After FTX founder Sam Bankman-Fried (SBF) was extradited back to the United States for trial, he appeared in court for the first time on December 22 and was granted bail of $250 million, one of the largest pre-trial bail amounts in the history of the United States. However, after the collapse of the FTX empire, SBF’s net worth was almost reduced to zero. With $100,000 left in the bank , how did he spend this sky-high bail money?
In fact, SBF doesn’t have to really come up with the money. The $250 million bail granted by the judge is actually the property of SBF’s parents in California as collateral, and the house cannot be worth as much as $250 million. .
The huge bail is just to show the seriousness of this case. If SBG bails and absconds, his parents will lose the $250 million. In addition to the house being confiscated, the court can also confiscate his parents’ bank accounts, retirement accounts and securities account, etc.

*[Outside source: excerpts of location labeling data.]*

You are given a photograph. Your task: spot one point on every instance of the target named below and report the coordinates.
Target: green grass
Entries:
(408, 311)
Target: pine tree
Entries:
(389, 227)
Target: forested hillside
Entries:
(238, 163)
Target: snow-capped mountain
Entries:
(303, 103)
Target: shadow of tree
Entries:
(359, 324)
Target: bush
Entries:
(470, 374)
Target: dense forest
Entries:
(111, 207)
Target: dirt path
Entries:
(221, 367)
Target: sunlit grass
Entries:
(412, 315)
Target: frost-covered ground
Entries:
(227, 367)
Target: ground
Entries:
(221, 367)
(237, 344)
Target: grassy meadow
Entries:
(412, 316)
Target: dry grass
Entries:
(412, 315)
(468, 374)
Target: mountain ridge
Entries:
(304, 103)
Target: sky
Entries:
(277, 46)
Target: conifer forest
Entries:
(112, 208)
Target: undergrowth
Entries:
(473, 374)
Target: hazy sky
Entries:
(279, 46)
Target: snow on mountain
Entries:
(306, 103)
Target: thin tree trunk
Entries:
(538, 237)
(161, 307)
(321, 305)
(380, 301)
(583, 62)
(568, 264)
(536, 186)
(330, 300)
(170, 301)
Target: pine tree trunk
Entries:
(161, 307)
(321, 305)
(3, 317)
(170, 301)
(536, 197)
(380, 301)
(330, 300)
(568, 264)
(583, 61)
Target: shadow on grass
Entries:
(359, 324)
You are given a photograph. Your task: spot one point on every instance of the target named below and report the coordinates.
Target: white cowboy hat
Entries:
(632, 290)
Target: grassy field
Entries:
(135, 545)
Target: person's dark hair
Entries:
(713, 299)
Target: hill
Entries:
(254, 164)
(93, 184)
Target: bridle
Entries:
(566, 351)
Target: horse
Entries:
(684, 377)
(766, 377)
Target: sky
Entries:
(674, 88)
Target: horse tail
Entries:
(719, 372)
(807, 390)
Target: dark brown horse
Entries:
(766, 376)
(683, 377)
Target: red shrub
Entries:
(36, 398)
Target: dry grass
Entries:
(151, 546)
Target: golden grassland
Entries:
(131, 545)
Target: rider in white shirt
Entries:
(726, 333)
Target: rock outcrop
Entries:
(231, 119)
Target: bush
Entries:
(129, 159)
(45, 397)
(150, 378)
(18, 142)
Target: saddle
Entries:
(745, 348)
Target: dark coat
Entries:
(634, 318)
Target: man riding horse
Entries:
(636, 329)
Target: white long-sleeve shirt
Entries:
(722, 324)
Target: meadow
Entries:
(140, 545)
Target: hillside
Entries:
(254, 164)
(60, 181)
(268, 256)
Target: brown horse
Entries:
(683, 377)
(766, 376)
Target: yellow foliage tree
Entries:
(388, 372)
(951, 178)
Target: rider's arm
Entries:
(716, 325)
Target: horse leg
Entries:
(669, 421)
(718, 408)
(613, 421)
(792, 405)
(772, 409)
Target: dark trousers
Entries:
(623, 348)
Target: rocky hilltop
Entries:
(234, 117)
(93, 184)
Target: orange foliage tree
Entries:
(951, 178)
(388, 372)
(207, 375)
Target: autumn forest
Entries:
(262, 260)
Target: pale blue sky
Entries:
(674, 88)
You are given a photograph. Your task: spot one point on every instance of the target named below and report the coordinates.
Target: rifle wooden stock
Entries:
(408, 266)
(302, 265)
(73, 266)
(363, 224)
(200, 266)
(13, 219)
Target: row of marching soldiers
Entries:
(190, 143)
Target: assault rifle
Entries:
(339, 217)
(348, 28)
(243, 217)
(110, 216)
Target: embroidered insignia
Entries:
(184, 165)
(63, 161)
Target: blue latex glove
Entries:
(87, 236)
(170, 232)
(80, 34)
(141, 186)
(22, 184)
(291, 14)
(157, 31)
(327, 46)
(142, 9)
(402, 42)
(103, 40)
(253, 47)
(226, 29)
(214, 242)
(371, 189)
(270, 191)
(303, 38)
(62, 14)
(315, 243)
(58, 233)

Prosecutors pointed out that SBF was granted bail because he was voluntarily extradited to the United States. Otherwise, the general extradition process may take months or years because the defendant has countless opportunities to appeal.
Judge Gabriel Gorenstein argued that the surveillance equipment “guarantees” that SBF will not escape and that his fame will “make it difficult to fly”. Additionally, because what SBF committed was a financial crime, the federal magistrate said it was unlikely he would pose a physical threat to anyone, and he is now unable to transfer funds or conduct business.
The court has ordered SBF to surrender all passports, wear surveillance equipment and be placed under house arrest at his parents’ home. Under the SBF’s bail agreement, he cannot make financial transactions over $1,000, cannot open new lines of credit, cannot leave the home except for exercise and must undergo regular substance abuse and mental health treatment.
SBF will appear in court again on January 3 to plead the eight criminal charges charged. It is estimated that the case will take at least one year to trial.